La confiance ne consiste pas à ne plus douter. Elle consiste à ne plus abandonner celui ou celle que nous sommes lorsque le doute apparaît. Elle ne consiste pas à ne plus avoir peur. Elle consiste à ne plus laisser la peur décider à notre place. Elle ne consiste pas à toujours réussir. Elle consiste à savoir que nos erreurs ne définissent jamais notre valeur. 

 

La véritable sécurité intérieure

Lorsque nous étions enfants, notre sécurité dépendait des adultes qui prenaient soin de nous.

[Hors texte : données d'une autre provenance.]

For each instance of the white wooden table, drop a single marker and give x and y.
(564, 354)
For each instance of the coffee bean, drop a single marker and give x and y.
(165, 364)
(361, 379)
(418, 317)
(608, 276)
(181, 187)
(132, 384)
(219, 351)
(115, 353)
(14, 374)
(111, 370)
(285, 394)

Aujourd'hui, une partie de cette responsabilité nous appartient. Être adulte ne signifie pas ne plus avoir besoin des autres. Cela signifie devenir progressivement la personne capable d'offrir à son propre cœur ce qu'il a parfois tant attendu :

•       de l'écoute,

•       de la douceur,

•       de la protection,

•       de la vérité,

•       de la patience,

•       du respect.

Nous devenons peu à peu notre propre base de sécurité. Et c'est précisément cette sécurité intérieure qui nous permet ensuite d'aimer plus librement.

 

Le paradoxe de l'amour : Plus nous dépendons de l'autre pour nous sentir complets, plus nous avons peur de le perdre. Et plus cette peur risque de nous pousser à contrôler, à nous oublier ou à accepter l'inacceptable. À l'inverse, plus nous développons une sécurité intérieure, plus nous devenons capables d'aimer sans posséder, de donner sans nous sacrifier, de recevoir sans dépendre, et de rester nous-mêmes au cœur de la relation. L'amour cesse alors d'être un refuge contre nos peurs. Il devient un espace où deux personnes libres choisissent de grandir ensemble.

 

Une invitation : Chaque fois que vous vous sentirez perdu, posez doucement une main sur votre cœur et demandez-vous : « Si j'étais la personne qui m'aime le plus au monde, comment prendrais-je soin de moi aujourd'hui ? » Puis écoutez la réponse. Elle sera peut-être discrète. Peut-être hésitante. Mais elle vous rapprochera un peu plus de votre véritable boussole intérieure.

 

Une dernière réflexion : Nous passons souvent notre vie à chercher quelqu'un qui nous choisira enfin. La guérison commence le jour où nous nous choisissons nous-mêmes. Non pas contre les autres. Mais avec eux. Sans renoncer à notre authenticité. Sans abandonner notre dignité. Sans trahir nos besoins les plus profonds. Car la confiance n'est pas le sentiment que tout ira toujours bien. La confiance est cette présence calme qui murmure, même au cœur des tempêtes : 

« Je peux traverser cette épreuve. Je peux demander de l'aide. Je peux apprendre. Je peux aimer. Je peux être aimé. Et quoi qu'il arrive, je resterai fidèle à la personne que je suis en train de devenir. » 


C'est peut-être cela, la véritable liberté. Non pas vivre sans peur. Mais vivre sans avoir besoin de se perdre pour être aimé.